J'ai un peu de mal avec le sous-entendu de tout ceci, à savoir que l'intégration des NTIC et les réseaux sont nécessairement le moyen d'éduquer la jeunesse pour l'avenir. Évidemment, faire des recherches prépare pour les études et est utile dans la vie. Mais bon, il y a des tâches en amont aussi importante comme savoir lire et comprendre les rouages d'un texte et émettre des idées d'une manière ordonnée en respectant le code de la langue.
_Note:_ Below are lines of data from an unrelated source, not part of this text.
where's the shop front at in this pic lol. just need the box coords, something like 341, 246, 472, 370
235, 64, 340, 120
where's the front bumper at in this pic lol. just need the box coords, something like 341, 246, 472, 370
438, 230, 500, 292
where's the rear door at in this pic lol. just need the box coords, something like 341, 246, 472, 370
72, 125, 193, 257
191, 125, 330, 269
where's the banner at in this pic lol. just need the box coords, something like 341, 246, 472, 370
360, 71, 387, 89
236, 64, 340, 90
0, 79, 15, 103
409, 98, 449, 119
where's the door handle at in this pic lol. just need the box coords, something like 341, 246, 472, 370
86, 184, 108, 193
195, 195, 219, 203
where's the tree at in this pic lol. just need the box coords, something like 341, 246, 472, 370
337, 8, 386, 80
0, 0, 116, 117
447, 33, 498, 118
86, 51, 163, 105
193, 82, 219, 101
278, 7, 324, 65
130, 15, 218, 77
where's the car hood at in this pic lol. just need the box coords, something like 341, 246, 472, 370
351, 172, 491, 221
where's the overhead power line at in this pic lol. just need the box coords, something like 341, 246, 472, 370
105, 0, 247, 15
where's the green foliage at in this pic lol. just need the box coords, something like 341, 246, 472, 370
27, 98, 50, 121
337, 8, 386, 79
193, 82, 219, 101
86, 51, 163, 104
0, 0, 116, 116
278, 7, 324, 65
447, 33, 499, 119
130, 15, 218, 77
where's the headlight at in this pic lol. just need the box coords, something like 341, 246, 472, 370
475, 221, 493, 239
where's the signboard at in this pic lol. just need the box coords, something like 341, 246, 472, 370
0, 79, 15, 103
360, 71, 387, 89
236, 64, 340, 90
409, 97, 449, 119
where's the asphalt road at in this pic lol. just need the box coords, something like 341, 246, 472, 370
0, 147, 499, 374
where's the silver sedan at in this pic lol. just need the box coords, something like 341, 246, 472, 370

Les NTIC ne sont pas toujours requis pour ces apprentissages. Mais bon, les vendeurs et pourvoyeurs de fond du JdeM ont certainement une autre vue sur la question. Un enseignant efficace sait tenir hors de son chemin la technologie quand elle nuit et déconcentre et s'en sert pour les nécessité de la tâche à accomplir encore qu'ils doivent tenir compte des outils à sa disposition, des capacités des élèves devant lui et des nécessités de l'enseignement à donner.
Il est évidemment commode pour certains de croire que les machines éduquent d'elle-même notre jeunesse...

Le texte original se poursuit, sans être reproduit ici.